L'eredità duratura delle etichette dei produttori
A questo punto, è difficile immaginare l'hip hop moderno senza le etichette dei produttori.
Quello che era iniziato come un watermark è diventato uno strumento di branding, un motore di meme e un modo per i produttori di ritagliarsi uno spazio sotto i riflettori dei rapper.
E non stanno andando da nessuna parte. Anzi, diventano sempre più essenziali man mano che le linee di demarcazione tra artisti e produttori si assottigliano e che la scoperta della musica si affida sempre più agli algoritmi e alle decisioni a scorrimento. Un buon tag può fermare un ascoltatore sulle sue tracce. Può costruire un impero.

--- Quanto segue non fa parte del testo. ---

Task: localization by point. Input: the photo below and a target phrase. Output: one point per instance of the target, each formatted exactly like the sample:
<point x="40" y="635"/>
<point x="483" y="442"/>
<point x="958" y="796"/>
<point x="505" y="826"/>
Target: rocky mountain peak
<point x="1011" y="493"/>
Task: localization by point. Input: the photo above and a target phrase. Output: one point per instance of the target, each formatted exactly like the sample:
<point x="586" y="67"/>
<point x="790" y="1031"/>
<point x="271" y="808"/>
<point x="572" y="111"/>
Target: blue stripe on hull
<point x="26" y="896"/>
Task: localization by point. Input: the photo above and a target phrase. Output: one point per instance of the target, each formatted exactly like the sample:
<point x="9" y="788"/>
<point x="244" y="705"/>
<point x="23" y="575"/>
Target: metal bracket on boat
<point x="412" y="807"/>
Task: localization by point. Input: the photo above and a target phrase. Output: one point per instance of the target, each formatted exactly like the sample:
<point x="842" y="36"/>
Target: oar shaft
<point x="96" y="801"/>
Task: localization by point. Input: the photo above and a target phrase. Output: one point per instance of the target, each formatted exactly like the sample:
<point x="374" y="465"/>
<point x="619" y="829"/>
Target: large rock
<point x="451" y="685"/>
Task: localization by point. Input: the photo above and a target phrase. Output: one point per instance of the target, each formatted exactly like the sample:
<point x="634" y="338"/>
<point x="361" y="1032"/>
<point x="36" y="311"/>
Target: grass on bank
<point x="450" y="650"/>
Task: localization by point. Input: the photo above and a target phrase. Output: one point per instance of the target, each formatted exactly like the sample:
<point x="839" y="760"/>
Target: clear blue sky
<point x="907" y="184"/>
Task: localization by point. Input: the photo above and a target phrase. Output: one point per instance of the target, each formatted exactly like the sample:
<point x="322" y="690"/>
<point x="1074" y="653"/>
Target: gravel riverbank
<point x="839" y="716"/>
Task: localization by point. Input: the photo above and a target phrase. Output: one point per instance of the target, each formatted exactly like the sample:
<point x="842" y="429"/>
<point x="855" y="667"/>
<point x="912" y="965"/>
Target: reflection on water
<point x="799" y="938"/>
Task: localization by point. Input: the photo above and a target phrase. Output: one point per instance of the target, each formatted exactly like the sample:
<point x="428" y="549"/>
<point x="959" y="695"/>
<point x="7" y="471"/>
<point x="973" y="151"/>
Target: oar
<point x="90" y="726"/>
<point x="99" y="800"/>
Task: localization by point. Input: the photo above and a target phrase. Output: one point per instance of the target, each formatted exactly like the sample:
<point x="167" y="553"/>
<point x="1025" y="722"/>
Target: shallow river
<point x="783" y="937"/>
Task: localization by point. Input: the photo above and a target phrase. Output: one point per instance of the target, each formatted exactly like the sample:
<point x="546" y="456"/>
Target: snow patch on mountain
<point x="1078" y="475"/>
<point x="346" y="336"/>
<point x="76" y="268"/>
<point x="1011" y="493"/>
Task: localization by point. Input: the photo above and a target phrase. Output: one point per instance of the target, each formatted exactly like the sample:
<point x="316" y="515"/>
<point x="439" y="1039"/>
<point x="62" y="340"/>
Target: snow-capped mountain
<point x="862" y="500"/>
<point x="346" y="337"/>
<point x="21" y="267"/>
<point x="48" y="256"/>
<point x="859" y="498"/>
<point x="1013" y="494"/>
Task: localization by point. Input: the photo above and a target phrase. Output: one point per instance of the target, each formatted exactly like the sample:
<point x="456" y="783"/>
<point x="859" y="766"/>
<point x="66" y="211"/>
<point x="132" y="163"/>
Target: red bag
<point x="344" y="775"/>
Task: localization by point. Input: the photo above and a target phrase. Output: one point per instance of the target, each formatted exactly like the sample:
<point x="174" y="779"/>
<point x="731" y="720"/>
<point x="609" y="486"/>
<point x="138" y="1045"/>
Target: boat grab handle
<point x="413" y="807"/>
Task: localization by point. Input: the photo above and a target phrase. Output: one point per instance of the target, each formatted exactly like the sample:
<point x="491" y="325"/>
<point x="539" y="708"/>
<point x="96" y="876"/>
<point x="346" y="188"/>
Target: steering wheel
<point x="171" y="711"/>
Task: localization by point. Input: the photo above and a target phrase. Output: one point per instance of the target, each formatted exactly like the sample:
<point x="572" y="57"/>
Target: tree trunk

In un'epoca in cui beat generati dall'intelligenza artificiale e upload senza volto inondano il mercato digitale, l'etichetta del produttore rimane una sorta di impronta digitale umana. È la prova che qualcuno era lì, che ha fatto questo e che state ascoltando un pezzo di lui.
Quindi, sì, un ritmo può anche essere infuocato, ma a volte l'etichetta è il motivo per cui si preme il tasto play.